Q – Jonathan Lee: Appreciate the color, Ken. And just as a follow-up, as you think about the contracts that you’re signing, are you seeing any evolution in like-for-like pricing? Obviously, there’s impact from onshore to offshore mix shift, but is there any pressure given maybe increased competition or just client budget needs?
A – Ken Tuchman: What I would say is the following. We’re in a very competitive industry, and there’s a handful of competitors that win their business through price. And what I would just say to you is that ultimately ends up being a positive for us, because the amount of business that we have lost over the years, because clients thought that they could get it at a lower cost going to a bottom feeder or second tier, third tier provider, only to come back a year later saying, well, that didn’t work out. We need your help. And so what I would say to you is that the marketplace, in my opinion, is rationalizing, and it’s consolidating. And the larger the players get or the more consolidation that takes place, the more you’re going to have rational thinkers versus smaller, more desperate players that are trying to buy the business.
So do we run up against people that are putting forth pricing that we say no to? Absolutely, probably on a weekly basis, if not daily. But at the end of the day, I want to just remind you that when that there’s a — when you look at the captive combined with the outsource, it’s a $400 billion marketplace. And at the end of the day, and that doesn’t include the Digital side of the market. And so at the end of the day, there’s a limited number of players that are capable of providing the level of process, the level of technology, the level of geographic diversity, et cetera. And you can count that number of players on your left and right hand. So ultimately, we feel pretty comfortable that the marketplace is absolutely rationalizing. And we think that’s a good thing, not a bad thing.

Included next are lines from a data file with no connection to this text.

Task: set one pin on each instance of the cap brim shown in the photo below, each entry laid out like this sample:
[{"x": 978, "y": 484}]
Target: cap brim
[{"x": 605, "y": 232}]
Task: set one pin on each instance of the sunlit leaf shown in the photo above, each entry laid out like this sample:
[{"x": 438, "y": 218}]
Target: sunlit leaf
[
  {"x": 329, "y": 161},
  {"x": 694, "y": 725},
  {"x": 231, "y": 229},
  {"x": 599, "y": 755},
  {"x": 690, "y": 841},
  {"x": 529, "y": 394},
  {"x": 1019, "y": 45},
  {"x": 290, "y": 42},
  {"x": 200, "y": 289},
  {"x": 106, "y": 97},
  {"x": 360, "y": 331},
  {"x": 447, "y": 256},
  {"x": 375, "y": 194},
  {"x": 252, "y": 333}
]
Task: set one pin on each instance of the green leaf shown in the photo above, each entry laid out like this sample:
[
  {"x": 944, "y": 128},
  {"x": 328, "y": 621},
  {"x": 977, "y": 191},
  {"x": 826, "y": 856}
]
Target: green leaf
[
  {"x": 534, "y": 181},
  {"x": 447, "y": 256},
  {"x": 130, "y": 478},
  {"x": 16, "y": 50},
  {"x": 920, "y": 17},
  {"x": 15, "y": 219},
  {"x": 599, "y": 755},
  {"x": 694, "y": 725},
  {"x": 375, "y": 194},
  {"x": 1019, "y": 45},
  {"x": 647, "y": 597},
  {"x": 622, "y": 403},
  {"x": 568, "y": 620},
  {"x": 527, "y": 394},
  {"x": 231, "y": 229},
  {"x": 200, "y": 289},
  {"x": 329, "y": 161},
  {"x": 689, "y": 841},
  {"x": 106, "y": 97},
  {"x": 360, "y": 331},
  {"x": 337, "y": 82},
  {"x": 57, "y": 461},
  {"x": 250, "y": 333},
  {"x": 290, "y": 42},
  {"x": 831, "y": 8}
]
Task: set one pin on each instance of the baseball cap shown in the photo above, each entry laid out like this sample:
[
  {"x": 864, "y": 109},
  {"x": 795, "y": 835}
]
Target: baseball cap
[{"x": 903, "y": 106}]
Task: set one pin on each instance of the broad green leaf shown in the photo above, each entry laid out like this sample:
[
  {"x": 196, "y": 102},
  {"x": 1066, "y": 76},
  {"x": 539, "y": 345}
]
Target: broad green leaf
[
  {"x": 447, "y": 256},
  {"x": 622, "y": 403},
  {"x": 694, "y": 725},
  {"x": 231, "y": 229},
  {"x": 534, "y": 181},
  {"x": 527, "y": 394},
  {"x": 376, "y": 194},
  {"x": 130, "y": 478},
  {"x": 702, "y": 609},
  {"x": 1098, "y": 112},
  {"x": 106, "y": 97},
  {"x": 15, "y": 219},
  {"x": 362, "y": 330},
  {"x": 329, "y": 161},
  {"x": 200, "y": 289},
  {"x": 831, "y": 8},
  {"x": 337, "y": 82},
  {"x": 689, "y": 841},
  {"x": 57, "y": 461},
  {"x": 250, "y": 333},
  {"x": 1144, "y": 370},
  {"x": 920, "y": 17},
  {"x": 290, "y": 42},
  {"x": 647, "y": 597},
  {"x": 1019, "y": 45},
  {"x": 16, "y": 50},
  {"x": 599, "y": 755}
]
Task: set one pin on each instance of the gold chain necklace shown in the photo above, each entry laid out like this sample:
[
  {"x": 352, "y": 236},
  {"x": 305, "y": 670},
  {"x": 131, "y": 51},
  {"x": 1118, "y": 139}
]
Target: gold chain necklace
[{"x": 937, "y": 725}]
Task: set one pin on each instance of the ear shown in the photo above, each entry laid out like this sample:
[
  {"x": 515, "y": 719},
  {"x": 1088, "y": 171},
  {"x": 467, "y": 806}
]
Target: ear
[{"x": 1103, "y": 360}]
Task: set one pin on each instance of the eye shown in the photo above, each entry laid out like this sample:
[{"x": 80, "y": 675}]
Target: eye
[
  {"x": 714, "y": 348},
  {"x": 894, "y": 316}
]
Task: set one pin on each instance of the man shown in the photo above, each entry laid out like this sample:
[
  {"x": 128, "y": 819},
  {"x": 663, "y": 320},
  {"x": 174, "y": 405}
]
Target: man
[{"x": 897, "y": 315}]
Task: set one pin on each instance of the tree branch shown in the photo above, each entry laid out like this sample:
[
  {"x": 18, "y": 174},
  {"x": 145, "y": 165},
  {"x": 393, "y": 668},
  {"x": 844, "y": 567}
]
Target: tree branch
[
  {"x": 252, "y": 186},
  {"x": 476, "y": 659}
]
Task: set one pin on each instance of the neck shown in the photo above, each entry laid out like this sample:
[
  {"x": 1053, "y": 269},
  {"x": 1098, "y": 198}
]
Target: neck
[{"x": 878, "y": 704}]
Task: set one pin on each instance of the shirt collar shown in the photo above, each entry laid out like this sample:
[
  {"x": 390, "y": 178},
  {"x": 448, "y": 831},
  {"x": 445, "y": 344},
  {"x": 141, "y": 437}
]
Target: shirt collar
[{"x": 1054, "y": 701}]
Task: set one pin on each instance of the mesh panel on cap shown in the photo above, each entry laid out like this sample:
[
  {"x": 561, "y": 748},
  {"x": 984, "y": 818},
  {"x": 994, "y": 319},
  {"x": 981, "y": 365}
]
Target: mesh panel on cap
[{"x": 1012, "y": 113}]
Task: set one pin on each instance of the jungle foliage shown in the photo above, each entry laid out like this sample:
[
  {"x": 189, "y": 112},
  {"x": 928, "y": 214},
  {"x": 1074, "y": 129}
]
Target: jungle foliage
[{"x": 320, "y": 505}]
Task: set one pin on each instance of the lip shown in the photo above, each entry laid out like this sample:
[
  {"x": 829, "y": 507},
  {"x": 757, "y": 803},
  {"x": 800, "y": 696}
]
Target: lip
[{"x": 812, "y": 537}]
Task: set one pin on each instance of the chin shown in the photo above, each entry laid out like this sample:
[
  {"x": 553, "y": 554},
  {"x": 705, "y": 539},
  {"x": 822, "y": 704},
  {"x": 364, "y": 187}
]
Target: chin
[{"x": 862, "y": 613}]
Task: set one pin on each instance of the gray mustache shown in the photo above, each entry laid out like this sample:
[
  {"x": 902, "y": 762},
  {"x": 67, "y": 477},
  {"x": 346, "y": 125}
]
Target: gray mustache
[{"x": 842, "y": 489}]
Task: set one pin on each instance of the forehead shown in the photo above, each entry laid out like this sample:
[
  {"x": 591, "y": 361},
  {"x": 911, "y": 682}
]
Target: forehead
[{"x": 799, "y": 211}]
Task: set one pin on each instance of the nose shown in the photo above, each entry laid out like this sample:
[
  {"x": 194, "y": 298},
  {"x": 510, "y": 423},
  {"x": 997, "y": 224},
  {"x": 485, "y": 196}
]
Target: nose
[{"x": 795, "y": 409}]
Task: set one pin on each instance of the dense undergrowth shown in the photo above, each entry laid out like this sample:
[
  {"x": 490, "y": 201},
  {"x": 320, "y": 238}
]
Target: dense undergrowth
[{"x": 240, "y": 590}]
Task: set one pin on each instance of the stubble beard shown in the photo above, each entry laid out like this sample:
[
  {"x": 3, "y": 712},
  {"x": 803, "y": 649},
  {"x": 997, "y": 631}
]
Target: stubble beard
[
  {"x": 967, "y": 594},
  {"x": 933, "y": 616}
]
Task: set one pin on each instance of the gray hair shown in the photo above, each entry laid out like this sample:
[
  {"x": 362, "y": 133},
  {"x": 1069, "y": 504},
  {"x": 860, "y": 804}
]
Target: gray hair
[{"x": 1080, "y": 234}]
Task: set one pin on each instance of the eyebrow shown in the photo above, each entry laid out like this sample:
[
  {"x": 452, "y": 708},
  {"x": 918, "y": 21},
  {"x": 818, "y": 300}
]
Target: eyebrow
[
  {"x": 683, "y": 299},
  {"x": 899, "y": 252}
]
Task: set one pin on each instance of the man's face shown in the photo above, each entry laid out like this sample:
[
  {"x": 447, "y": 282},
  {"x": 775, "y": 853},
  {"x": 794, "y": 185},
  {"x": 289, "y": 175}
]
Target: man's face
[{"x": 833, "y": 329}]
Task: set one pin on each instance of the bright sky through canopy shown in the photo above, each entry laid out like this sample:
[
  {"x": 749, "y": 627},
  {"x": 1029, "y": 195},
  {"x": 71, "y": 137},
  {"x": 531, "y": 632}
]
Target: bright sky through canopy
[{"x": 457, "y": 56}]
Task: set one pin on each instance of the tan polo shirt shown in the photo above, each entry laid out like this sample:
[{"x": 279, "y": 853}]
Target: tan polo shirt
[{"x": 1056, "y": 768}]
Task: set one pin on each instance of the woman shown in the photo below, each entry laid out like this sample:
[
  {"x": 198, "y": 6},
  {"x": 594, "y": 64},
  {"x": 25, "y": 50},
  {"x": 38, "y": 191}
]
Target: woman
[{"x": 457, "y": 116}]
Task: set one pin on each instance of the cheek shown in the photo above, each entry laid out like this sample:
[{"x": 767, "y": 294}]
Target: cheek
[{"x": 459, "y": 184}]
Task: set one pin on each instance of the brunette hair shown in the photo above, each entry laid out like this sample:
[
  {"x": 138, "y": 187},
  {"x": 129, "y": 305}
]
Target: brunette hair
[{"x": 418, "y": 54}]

So I’m probably not giving you the exact answer that you want to hear. But what I would say to you is that, we’re going to hold to our discipline of our pricing and do everything we can to try to make our company much more profitable than it currently is over the long run.
Q – Jonathan Lee: Thanks, Ken.
End of Q&A:
Operator: And that is all the time we have today. This concludes TTEC’S first quarter 2025 earnings conference call. You may disconnect at this time.